Industry Response: A Balancing Act

Mary Delahunty, CEO of the Association of Superannuation Funds of Australia (ASFA), argued that flexibility in switching is crucial and aligns with global diversification trends. She pointed to typical member preferences for blended investment strategies, indicating minimal risks to sectors like property.

Delahunty emphasized that Regulatory oversight further ensures that funds are equipped to handle member switching requests without undermining the stability of the broader financial system. ASFA remains optimistic about the efficacy of current liquidity management practices, citing a balance between immediate member needs and long-term fund performance.

Wayne Swan, chair of Cbus, underscored the necessity of illiquid investments in achieving substantial long-term growth for members.

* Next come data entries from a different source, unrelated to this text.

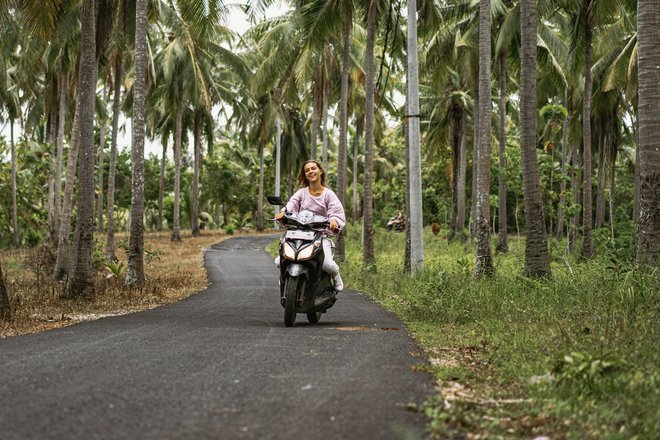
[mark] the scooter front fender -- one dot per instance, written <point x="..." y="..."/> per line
<point x="295" y="270"/>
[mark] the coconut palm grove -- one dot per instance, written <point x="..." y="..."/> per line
<point x="519" y="138"/>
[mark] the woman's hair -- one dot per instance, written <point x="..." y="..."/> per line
<point x="302" y="179"/>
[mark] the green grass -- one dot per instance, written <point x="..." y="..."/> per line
<point x="574" y="356"/>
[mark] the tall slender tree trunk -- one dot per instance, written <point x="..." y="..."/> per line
<point x="161" y="187"/>
<point x="81" y="276"/>
<point x="503" y="236"/>
<point x="57" y="187"/>
<point x="62" y="260"/>
<point x="317" y="96"/>
<point x="462" y="172"/>
<point x="197" y="162"/>
<point x="368" y="254"/>
<point x="99" y="194"/>
<point x="416" y="221"/>
<point x="112" y="166"/>
<point x="355" y="211"/>
<point x="537" y="257"/>
<point x="135" y="270"/>
<point x="648" y="236"/>
<point x="587" y="245"/>
<point x="342" y="153"/>
<point x="484" y="260"/>
<point x="5" y="305"/>
<point x="260" y="196"/>
<point x="562" y="184"/>
<point x="278" y="161"/>
<point x="14" y="188"/>
<point x="600" y="189"/>
<point x="176" y="220"/>
<point x="475" y="165"/>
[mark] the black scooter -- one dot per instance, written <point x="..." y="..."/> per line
<point x="304" y="286"/>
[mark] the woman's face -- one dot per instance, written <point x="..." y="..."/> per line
<point x="312" y="172"/>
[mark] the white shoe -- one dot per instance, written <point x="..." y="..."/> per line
<point x="339" y="284"/>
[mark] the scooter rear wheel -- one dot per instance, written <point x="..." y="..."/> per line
<point x="314" y="317"/>
<point x="290" y="300"/>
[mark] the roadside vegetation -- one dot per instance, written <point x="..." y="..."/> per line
<point x="174" y="270"/>
<point x="574" y="356"/>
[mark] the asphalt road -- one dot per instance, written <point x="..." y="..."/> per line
<point x="218" y="365"/>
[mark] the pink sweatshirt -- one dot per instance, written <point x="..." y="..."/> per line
<point x="327" y="204"/>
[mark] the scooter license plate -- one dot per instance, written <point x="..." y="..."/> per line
<point x="300" y="235"/>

In light of remarks from Shadow Treasurer Angus Taylor about restructuring super to resemble global counterparts like the 401(k), Swan defended the system's stability, asserting the value derived from maintaining the preservation principle to secure worker and economic benefits.

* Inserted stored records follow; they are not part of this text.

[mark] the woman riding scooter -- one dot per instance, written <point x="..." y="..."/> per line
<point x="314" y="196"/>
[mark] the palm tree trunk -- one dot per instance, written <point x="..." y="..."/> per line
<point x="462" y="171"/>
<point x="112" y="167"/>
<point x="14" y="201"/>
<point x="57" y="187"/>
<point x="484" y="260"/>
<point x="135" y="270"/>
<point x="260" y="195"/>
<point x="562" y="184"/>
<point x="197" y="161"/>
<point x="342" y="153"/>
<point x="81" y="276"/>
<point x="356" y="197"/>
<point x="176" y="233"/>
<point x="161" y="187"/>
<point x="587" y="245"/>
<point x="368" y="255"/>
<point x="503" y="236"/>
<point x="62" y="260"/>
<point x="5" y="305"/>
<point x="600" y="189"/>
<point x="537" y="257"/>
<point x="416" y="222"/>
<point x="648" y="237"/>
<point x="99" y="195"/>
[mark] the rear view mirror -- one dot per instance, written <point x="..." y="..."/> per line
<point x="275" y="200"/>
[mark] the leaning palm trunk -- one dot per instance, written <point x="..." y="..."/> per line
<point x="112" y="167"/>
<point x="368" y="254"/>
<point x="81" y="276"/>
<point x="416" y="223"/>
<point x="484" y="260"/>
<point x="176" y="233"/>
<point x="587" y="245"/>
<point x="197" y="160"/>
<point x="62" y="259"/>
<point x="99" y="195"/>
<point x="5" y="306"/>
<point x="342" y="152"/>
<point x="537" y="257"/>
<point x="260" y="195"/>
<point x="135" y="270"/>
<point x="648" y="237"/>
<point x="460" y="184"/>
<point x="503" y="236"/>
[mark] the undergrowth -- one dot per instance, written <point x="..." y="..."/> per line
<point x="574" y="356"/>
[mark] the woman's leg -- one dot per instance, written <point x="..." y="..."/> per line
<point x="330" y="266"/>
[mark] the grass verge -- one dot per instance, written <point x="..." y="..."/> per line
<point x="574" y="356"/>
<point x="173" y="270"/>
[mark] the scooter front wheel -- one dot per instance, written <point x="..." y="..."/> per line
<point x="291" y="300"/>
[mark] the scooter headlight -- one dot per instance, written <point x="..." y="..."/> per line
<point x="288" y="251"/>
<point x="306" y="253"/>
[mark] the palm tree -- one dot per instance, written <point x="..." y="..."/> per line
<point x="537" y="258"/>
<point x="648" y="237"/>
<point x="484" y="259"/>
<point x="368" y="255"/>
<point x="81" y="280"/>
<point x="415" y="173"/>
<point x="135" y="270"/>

Studying the “Illiquid” Component: A Closer Inspection

The IMF’s 20% illiquid figure, flagged in a Morningstar analysis titled "Is your industry super fund too illiquid?", raises additional questions. Morningstar identified the alignment between unlisted and illiquid assets as imprecise, outlining that current public disclosures do not always transparently convey liquidity status across varying timelines.

"Measuring illiquidity is challenging, and while ‘unlisted’ does not equal ‘illiquid,’ the liquidity ladders of super funds remain undisclosed," noted Morningstar, prompting stakeholders to re-examine the assumption of what constitutes liquidity.

Navigating Challenges Ahead

Australian super funds have proven resilient in prior crises, such as during the Global Financial Crisis and the COVID-19 recession-triggered Early Release Scheme. The Reserve Bank of Australia's review noted that funds efficiently increased cash reserves by $51 billion in the March 2020 quarter alone, indicating adaptability through asset trades and redistributions to cover liquidity needs.

Nonetheless, ongoing adjustments are crucial. The Reserve Bank advises bolstering liquidity strategies to manage synchronized market sales or respond to shifts in contribution dynamics as membership ages progress towards the retirement phase.

By maintaining vigilance and strategic asset allocation, the super sector demonstrates its committed stewardship over member assets amidst evolving economic landscapes.